В «Дубинушке», особенно в ее шаляпинском варианте, пожалуй как нигде у нас, выражен дух артельного труда, неволи и бунта. Любимов нашел этому сценический эквивалент. Песня рабочей артели стала в его спектакле музыкальным образом рабской страны, грозящей когда-либо распрямиться и ударить той самой «дубиной». Темный простор сцены был заполнен человеческими лицами, чуть подсвеченными фонариками. Актеры стояли на разновысоких штанкетах, вертикальное пространство сцены оказалось заполненным. Казалось, сам воздух сцены был начинен гневом. И эти лица, зависшие в воздухе, эта таганская артель затягивала «Дубинушку». Начинали тихо, не выпевая, а чуть скандируя: «Много песен слыхал я в родной стороне, как их с горя, как с радости пели...», и дальше, на припеве, лица поплыли по воздуху, движение подхватило мотив, стократ его усилило. И когда наступило форте, режиссер чуть осветил сценическую композицию: все актеры, опустив штанкеты на грудь и раскачивая их, как бурлаки, шли на зал, ведомые сильнейшим песенным раскатом: «Эй, дубинушка, ухнем, эй, зеленая, сама пойдет, подернем, подернем да у-у-ухнем!». Шаляпинский бас неожиданно вплетался в современное многоголосие. Будто великое русское искусство сопереживало тому, что происходило на таганской сцене, вторило этому мощному раскачивающему движению, этому порыву к освобождению. Что творилось с залом в этот момент — трудно передать. То была, вероятно, одна из самых высоких минут театра 60-х годов, та минута, которая в какой-то степени может дать понятие о том, какую службу правил тогда советский театр.
ЧАСТЬ ВТОРАЯ
Марафон
Мы оставили Олега Ефремова в тот момент, когда он покинул «Современник» и перешел в МХАТ СССР имени Горького. В момент перехода ему было 42 года. В юности, когда врачи осматривали его и сверстников на предмет возможной спортивной карьеры, ему единственному предсказали: марафон. Такое было сердце, такой был заряжен снаряд. Марафон, который он начал в Художественном театре осенью 1970 года, не с чем сравнить, разве что с марафоном, который прошла страна. Художественный театр в каком-то смысле и был зеркалом этой страны, ее силы и уродства, ее великих возможностей, угробленных впустую.
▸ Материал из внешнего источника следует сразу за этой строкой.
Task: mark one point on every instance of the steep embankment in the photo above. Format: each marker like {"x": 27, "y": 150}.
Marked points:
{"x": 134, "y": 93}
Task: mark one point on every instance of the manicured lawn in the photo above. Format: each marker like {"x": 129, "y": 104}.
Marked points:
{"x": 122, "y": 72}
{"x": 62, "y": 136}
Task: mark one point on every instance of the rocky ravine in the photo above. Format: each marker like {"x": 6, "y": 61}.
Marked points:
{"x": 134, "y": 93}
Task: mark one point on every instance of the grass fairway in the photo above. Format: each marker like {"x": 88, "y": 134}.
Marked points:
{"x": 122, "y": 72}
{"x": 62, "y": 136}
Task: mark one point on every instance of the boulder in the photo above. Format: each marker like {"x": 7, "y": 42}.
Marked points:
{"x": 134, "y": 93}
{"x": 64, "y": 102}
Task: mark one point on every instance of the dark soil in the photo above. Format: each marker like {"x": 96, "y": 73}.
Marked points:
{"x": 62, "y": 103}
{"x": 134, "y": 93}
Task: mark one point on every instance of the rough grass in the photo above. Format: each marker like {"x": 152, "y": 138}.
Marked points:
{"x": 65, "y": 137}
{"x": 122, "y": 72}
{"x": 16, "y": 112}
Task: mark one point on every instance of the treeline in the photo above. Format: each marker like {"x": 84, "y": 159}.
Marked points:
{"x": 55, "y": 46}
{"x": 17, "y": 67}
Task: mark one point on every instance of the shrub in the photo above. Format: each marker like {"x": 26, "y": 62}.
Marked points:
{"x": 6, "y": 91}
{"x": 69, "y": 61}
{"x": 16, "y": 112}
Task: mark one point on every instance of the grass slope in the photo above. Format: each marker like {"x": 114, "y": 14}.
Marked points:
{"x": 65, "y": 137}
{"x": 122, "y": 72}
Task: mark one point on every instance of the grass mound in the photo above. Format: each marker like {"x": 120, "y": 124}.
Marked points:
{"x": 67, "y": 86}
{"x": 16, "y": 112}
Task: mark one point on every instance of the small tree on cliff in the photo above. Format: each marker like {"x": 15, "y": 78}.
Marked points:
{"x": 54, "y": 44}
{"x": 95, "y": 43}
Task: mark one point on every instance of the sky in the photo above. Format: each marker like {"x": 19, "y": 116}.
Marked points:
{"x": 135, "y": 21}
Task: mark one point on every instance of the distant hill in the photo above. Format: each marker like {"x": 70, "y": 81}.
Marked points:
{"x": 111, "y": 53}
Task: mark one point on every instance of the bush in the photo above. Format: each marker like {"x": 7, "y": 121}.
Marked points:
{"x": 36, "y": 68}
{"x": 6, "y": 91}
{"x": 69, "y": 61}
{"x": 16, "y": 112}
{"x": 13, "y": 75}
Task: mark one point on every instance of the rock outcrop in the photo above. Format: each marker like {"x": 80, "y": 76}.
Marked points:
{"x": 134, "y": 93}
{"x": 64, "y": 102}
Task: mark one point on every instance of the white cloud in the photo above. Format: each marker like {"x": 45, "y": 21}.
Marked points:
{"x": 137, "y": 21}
Ефремов пришел в МХАТ СССР с мировоззрением человека, создавшего «Современник». Никакого иного запаса, кроме идей «Современника», у него не было и сейчас нет. Это, если угодно, матрица его театрального сознания. Он «печатает» с этой матрицы с тем автоматизмом, с каким мы производим на свет детей, похожих на нас. Хотели бы иначе, да не получается. Его генная театральная система — сотворчество близких по духу людей, имеющих что-то за душой. Если бы сейчас было принято, он писал бы слово «Театр» с заглавной буквы. В тайник его души не проникла — и это можно считать чудом — плесень неверия или цинизма по отношению к театральному делу. На репетициях, в темноте зала он следит за происходящим на сцене, молча артикулирует за артистом каждое слово, будто ворожит ему. Часто сидя с ним рядом, видишь, как напрягается он всем телом, подается вперед, если на сцене рождается что-то талантливое: какое-то почти звериное чутье к подлинной актерской игре, застающей жизнь врасплох.